Good news on the intellectual property front this week.
First, the Library of Congress conducted its triennial review of intellectual property law and its effect on the sincere sharing of information. This week, the LoC announced some new exemptions in several areas that bode well for fair use. They fall into four basic categories:
1. Films and DVDs may have their digital encryption broken for educational use, including, but not limited to, classroom-viewing and excerption in the furtherance of academic work.
2. Wireless phone customers are free to “jailbreak” their phones – allowing them to un-tether themselves from the tenuousness of one network to work with others.

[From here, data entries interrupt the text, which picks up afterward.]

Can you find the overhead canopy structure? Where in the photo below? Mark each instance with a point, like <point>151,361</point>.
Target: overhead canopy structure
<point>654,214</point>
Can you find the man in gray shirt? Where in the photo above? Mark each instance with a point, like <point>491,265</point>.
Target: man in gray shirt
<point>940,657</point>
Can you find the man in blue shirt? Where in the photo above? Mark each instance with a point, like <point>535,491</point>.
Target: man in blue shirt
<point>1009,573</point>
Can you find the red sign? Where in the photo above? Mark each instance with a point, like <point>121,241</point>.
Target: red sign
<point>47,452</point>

This provision also allows smart-phone users to develop, download, and execute applications which may or may not be permitted by the phone’s manufacturer or specific cellular network.
3. Copy encryption may be broken on video games if the purpose is to; 1) recover lost accessibility (i.e., you lose the manual but bought the disc, and can’t get a new manual) and 2) examine such encryption for security flaws. This is becoming a big deal as the “virtual worlds” of gaming (such as World of Warcraft and Second Life) expand radically.
4. Copyright protection of e-books may be circumvented when a device fails to display the book properly or, as in the case of #3 above, access to the book is lost although ownership is not in question.
Following on this good news, the Fifth Circuit Court of Appeals ruled that in no uncertain terms, circumventing copy-controls is justifiable under the paradigm of fair use. In essence, “the bottom line here appears to be that if a consumer breaks through the [digital rights management] on some software, what they do after that is the crucial determinant of whether they’ve run afoul of the DMCA.”
These are significant chinks in the draconian power of the Digital Millennium Copyright Act (DMCA). The DMCA made it effectively illegal to circumvent any encryption/anti-copy mechanism, regardless of the utility, morality, and legality of the situation. The idea was to make new technologies opaque, so consumers must rely on the proprietary “knowledge” of the corporate innovator to subsist.
In two instances now – and within less than a week of each other – two federal acts have weakened the scope and scale of the DMCA’s chilling effects. It’s probably best that Congress nor the FCC needed to be involved.
Most of the press has been over the “liberation” of cell phones, and some companies (like Apple) pledge that if you try to free your iPhone, you’ll void your warranty. But let’s see just how fast terms of service change in the face of user-led innovation.